I'm planning on attending FAU6 along with my girlfriend. This'll be our first time attending a con so I have a couple of questions:

 What are the requirements for a badge? Can it just be a card-sized drawing with my name on it? Does it have to be laminated with a necklace? Or do I get one at the con?

I also live in Hackensack which is kinda close to the area (about a 35 minute drive). Is it required to book a room at the hotel or can I commute and save myself the hotel costs?

Is there anything else I should know as a first time con goer?


----------



## Teal (Jul 22, 2013)

Hotel rooms are not required, and there are two types of badges. The official kind you get for registering for the con that you have to wear and the second kind that are just fun little things to wear that you or someone else can make.


----------



## Hutch (Aug 1, 2013)

If you live that close I say just drive back and forth. Save money where you can. Why pay for a hotel when you live 30 minutes away?  
They will give you the con badge when you go pick it up from registration, but I'd you want a picture of your character self there will be plenty of people selling them in the dealers den. Just find someone who's style you like and commission them. They will all have examples of the different kinds you can get, just get them early and don't wait until the last day because they may be full up and not have anymore time to sell them. Shop around and look at everyone's. . Have fun!!


----------



## Trpdwarf (Aug 2, 2013)

One of the big things I tell to people who are first time going, is plan a budget and stick to it.
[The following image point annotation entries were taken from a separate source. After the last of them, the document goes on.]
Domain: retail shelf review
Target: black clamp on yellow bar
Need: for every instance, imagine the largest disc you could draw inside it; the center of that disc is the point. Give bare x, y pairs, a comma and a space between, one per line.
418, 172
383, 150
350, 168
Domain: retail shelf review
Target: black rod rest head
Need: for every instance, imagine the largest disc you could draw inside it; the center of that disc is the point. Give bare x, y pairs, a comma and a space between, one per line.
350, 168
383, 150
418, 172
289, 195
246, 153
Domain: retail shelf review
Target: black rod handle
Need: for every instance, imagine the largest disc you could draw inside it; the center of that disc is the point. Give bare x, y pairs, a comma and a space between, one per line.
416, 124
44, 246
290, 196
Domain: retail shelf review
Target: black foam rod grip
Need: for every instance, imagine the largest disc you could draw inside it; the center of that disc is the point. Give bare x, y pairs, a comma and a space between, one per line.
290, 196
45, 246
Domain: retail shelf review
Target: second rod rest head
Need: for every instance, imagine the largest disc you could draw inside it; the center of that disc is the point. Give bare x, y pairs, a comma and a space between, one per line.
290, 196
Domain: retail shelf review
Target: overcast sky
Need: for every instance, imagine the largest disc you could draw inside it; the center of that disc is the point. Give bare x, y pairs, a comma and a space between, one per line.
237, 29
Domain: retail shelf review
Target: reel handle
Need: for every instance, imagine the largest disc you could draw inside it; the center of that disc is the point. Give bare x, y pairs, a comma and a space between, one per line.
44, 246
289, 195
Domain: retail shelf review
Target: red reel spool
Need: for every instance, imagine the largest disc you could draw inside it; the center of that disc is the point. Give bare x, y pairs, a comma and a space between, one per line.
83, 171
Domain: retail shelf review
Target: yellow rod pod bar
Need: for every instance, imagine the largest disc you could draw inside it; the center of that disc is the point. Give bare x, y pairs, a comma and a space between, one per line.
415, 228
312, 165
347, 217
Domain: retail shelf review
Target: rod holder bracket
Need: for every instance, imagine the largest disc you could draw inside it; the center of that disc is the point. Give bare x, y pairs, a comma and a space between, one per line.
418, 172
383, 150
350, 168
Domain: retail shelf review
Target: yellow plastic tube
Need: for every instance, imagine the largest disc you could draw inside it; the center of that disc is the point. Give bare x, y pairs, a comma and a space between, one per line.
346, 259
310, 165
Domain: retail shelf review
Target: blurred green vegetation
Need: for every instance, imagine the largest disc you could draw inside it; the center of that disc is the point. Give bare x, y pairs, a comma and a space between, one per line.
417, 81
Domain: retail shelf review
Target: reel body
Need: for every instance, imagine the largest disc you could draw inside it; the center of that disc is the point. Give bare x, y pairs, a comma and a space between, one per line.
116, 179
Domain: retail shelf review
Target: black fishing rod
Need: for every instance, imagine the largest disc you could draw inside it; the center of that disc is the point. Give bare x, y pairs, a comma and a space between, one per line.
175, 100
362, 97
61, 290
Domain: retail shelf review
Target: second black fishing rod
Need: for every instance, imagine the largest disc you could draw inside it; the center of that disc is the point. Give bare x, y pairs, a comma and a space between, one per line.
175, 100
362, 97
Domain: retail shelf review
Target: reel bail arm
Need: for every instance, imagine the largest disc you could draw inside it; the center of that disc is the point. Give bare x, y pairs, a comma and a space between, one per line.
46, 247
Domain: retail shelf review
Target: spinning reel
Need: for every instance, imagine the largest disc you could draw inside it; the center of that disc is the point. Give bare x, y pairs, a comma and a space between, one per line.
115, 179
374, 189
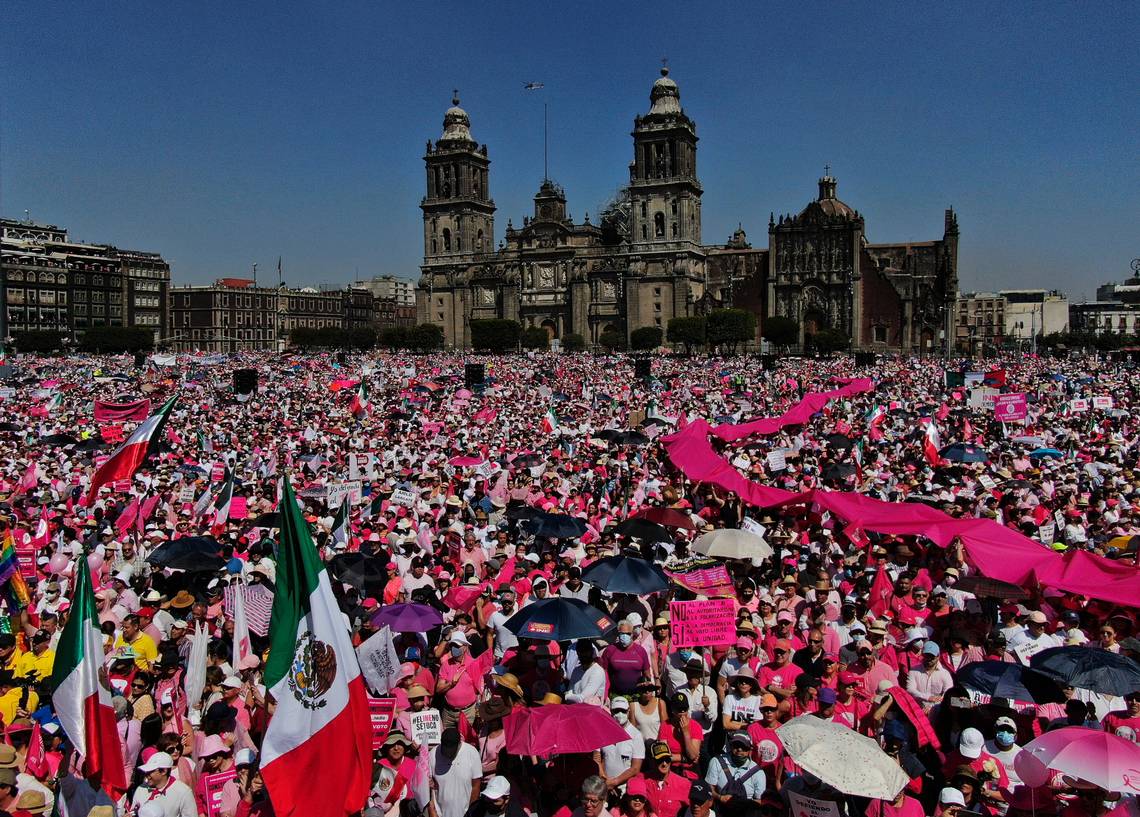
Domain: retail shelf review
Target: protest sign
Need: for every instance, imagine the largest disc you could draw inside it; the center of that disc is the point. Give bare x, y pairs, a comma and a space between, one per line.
381, 712
702, 623
426, 727
213, 785
1010, 407
803, 806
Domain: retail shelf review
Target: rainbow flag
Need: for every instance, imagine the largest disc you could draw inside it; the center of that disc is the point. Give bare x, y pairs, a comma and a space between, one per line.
13, 587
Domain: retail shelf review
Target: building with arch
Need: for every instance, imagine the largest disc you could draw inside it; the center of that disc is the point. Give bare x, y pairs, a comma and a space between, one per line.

It's tempting to blow all your money in the artists/dealer area but you need to make sure you have money for things like food. Now there are two places to eat in the center itself (the hotel). However if you don't mind driving 5-15 mins away from the place there are lots of wonderful places to eat in the area.

If you do commission anything make sure you get information on the artist. That means know the artists names name. If you go up to xyz and order something make sure you have contact information. It maybe a furry page, email, etc. If you want your work to be done early try to commission at the start of the con and not the end.


----------



## Flippy (Aug 13, 2013)

Trpdwarf said:


> However if you don't mind driving 5-15 mins away from the place there are lots of wonderful places to eat in the area.


 Noms you say? Do tell.


----------



## RailRide (Aug 15, 2013)

Trpdwarf said:


> . However if you *don't mind driving 5-15 mins away from the place* there are lots of wonderful places to eat in the area.
> 
> If you do commission anything make sure you get information on the artist. That means know the artists names name. If you go up to xyz and order something make sure you have contact information. It maybe a furry page, email, etc. If you want your work to be done early try to commission at the start of the con and not the end.





Flippy said:


> Noms you say? Do tell.



Emphasis mine, 'cause if you aren't car-equipped, the hotel is located within a vast corporate wasteland, with no sidewalks pointing toward any sort of area known to have eating establishments.

---PCJ


----------